I've been experimenting trying to make rclone mount work with OpenBSD

Plus or minus a few unsupported options it seems to be working :-)

I've come across an oddity with Readdir which I'm not sure of the cause - I think it may be an OpenBSD bug but it might be a cgofuse bug so I thought I'd ask you first.

I replicated this with the hellofs example.

This is the result of mounting and doing ls on the root directory (note that you can't mount FUSE fs as a user on OpenBSD).

openbsd$ sudo ./hellofs -d /mnt/tmp                   
Opcode: init	
Opcode: getattr	Inode: 1	/
Opcode: getattr	Inode: 1	/
Opcode: opendir	Inode: 1	/
Opcode: getattr	Inode: 1	/
Opcode: readdir	Inode: 1	Offset: 0	Size: 4096	/
Opcode: readdir	Inode: 1	Offset: 96	Size: 4000	/
Opcode: readdir	Inode: 1	Offset: 96	Size: 4096	/   <----- unexpected
Opcode: releasedir	Inode: 1	/

What is odd here is the 3rd call to readdir.
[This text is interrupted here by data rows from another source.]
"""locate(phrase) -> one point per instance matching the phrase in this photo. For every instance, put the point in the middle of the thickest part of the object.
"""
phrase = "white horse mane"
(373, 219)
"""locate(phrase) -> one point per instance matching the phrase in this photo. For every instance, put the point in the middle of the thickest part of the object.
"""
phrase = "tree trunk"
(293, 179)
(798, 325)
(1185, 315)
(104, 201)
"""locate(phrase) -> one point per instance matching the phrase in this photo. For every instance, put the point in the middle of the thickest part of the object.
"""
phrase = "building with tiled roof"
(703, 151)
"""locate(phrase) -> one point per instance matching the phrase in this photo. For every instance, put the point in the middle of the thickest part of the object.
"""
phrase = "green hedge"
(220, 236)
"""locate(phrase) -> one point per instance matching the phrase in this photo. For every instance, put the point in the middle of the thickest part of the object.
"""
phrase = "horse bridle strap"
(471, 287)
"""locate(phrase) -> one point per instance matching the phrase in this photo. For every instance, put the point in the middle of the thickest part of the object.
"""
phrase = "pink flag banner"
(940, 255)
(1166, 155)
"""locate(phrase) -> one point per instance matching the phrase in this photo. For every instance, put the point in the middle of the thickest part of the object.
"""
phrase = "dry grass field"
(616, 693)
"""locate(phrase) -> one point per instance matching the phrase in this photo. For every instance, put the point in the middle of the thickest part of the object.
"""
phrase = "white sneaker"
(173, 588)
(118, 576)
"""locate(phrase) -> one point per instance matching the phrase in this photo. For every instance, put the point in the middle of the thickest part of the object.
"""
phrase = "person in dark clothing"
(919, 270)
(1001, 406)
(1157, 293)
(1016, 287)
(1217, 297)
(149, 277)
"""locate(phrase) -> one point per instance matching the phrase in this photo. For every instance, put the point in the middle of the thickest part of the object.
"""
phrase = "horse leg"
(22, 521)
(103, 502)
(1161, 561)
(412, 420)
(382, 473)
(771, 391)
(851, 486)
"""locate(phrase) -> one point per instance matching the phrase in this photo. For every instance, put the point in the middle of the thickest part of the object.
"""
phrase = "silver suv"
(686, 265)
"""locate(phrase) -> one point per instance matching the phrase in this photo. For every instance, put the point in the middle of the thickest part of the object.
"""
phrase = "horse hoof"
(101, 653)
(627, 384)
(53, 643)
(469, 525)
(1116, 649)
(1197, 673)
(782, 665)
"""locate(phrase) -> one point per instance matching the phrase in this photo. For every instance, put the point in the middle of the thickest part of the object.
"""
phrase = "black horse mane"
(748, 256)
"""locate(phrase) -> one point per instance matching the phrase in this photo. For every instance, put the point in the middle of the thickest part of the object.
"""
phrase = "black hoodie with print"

I put a debug line into the Readdir function

diff --git a/examples/hellofs/hellofs.go b/examples/hellofs/hellofs.go
index d33566f..6d6eb39 100644
--- a/examples/hellofs/hellofs.go
+++ b/examples/hellofs/hellofs.go
@@ -14,6 +14,7 @@ package main
 
 import (
        "os"
+       "log"
 
        "github.com/billziss-gh/cgofuse/fuse"
 )
@@ -66,6 +67,7 @@ func (self *Hellofs) Readdir(path string,
        fill func(name string, stat *fuse.Stat_t, ofst int64) bool,
        ofst int64,
        fh uint64) (errc int) {
+       log.Printf("\n*** Readdir(path=%q, ofst=%d, fh=0x%X) ***\n", path, ofst, fh)
        fill(".", nil, 0)
        fill("..", nil, 0)
        fill(filename, nil, 0)

And it produces this on OpenBSD - note the Readdir function is called 3 times rather than just once.

Opcode: init	
Opcode: getattr	Inode: 1	/
Opcode: getattr	Inode: 1	/
Opcode: opendir	Inode: 1	/
Opcode: getattr	Inode: 1	/
Opcode: readdir	Inode: 1	Offset: 0	Size: 4096	/2020/09/01 12:47:31 
*** Readdir(path="/", ofst=0, fh=0xFFFFFFFFFFFFFFFF) ***

Opcode: readdir	Inode: 1	Offset: 96	Size: 4000	/2020/09/01 12:47:31 
*** Readdir(path="/", ofst=96, fh=0xFFFFFFFFFFFFFFFF) ***

Opcode: readdir	Inode: 1	Offset: 96	Size: 4096	/2020/09/01 12:47:31 
*** Readdir(path="/", ofst=96, fh=0xFFFFFFFFFFFFFFFF) ***

Opcode: releasedir	Inode: 1	/

Whereas if I try the same code on Linux I get the Readdir function being called just once as expected with two READDIR fuse calls.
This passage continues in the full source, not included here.